Netta la posizione di Bruno Fedi, fondatore del Movimento Antispecista e per anni docente di Medicina e Chirurgia alla Sapienza di Roma. “Su questo terreno la senatrice a vita Cattaneo ha perfettamente ragione: non si possono sovvenzionare enti privati e non quelli dello Stato. Si tratta di una difesa della scienza italiana contro un attacco dei privati. Non può esistere una tale discrezionalità nell’assegnazione di fondi pubblici ad enti di diritto privato che a loro volta potranno distribuirli a chi vogliono”.

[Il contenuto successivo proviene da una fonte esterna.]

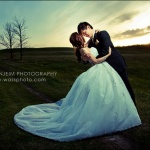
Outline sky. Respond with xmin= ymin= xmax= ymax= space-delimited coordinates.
xmin=0 ymin=0 xmax=150 ymax=48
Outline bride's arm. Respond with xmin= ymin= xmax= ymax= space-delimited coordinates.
xmin=84 ymin=47 xmax=111 ymax=64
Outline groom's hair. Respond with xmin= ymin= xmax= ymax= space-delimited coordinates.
xmin=78 ymin=22 xmax=93 ymax=34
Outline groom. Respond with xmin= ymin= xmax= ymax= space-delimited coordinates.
xmin=78 ymin=22 xmax=136 ymax=104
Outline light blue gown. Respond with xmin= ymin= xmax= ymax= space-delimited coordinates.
xmin=14 ymin=48 xmax=141 ymax=141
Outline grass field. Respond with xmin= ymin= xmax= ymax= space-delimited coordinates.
xmin=0 ymin=46 xmax=150 ymax=150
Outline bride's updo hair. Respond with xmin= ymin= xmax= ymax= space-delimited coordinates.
xmin=70 ymin=32 xmax=85 ymax=62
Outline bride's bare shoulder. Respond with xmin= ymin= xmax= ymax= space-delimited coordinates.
xmin=80 ymin=47 xmax=90 ymax=54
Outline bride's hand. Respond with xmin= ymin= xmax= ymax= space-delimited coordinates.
xmin=95 ymin=29 xmax=100 ymax=33
xmin=108 ymin=46 xmax=112 ymax=55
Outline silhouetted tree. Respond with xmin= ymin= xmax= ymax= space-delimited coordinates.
xmin=13 ymin=17 xmax=28 ymax=59
xmin=0 ymin=22 xmax=15 ymax=59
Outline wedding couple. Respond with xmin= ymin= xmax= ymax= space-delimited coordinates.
xmin=14 ymin=22 xmax=141 ymax=141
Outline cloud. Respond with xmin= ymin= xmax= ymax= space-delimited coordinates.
xmin=110 ymin=11 xmax=139 ymax=24
xmin=113 ymin=26 xmax=150 ymax=39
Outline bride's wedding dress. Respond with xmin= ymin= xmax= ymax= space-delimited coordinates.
xmin=14 ymin=48 xmax=141 ymax=141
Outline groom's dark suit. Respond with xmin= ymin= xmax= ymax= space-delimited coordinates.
xmin=89 ymin=31 xmax=135 ymax=103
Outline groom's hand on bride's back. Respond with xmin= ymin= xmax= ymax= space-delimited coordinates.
xmin=84 ymin=54 xmax=91 ymax=60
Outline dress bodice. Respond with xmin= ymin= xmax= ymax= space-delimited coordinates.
xmin=89 ymin=47 xmax=99 ymax=64
xmin=90 ymin=47 xmax=99 ymax=57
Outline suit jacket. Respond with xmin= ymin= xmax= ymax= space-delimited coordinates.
xmin=89 ymin=31 xmax=127 ymax=74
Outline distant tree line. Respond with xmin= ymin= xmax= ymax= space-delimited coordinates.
xmin=0 ymin=17 xmax=28 ymax=59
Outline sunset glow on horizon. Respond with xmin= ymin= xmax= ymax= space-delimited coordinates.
xmin=0 ymin=1 xmax=150 ymax=49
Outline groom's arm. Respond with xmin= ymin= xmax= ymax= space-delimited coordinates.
xmin=97 ymin=31 xmax=112 ymax=55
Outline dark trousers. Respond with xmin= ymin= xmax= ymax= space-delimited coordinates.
xmin=119 ymin=71 xmax=136 ymax=105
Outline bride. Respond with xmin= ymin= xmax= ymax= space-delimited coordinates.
xmin=14 ymin=32 xmax=141 ymax=142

Bruno Fedi ha tenuto a Napoli, il 26 febbraio, una conferenza stampa sul “NO alla sperimentazione animale”, contestandone le basi scientifiche e anche le ultime dichiarazioni della Cattaneo (“senza la sperimentazione animale la medicina muore”). “Ma su questo terreno delle risorse alla ricerca pubblica la senatrice ha perfettamente ragione e le organizzazioni antispeciste e chiunque si batta a favore della ricerca dovrebbero appoggiarla”. E precisa, Fedi: “La controversia attuale tra specisti e antispecisti non è tra scienziati e oscurantisti. E non è neppure una controversia fra tradizionalisti e innovatori. E’ invece una lotta tra chi ha una concezione industrialista, anarcoide, economicistica, privata dell’uso della scienza – come fanno i vivisettori, ossia i fautori della sperimentazione animale – e chi vuole una programmazione pubblica, non privata della ricerca. E scegliendo attraverso il confronto ad armi pari, senza discriminazioni, attraverso spazi pubblici e anche mediatici, i metodi migliori, senza violenza per nessuno”. Conclude Fedi: “Quando la senatrice Cattaneo difende la ricerca pubblica, chiede chiarezza sull’utilizzo dei fondi e invoca una seria programmazione, siamo al suo fianco, senza se e senza ma. Su altri terreni, come la sperimentazione animale senza la quale la medicina fallisce, invece, siamo e restiamo in totale disaccordo”.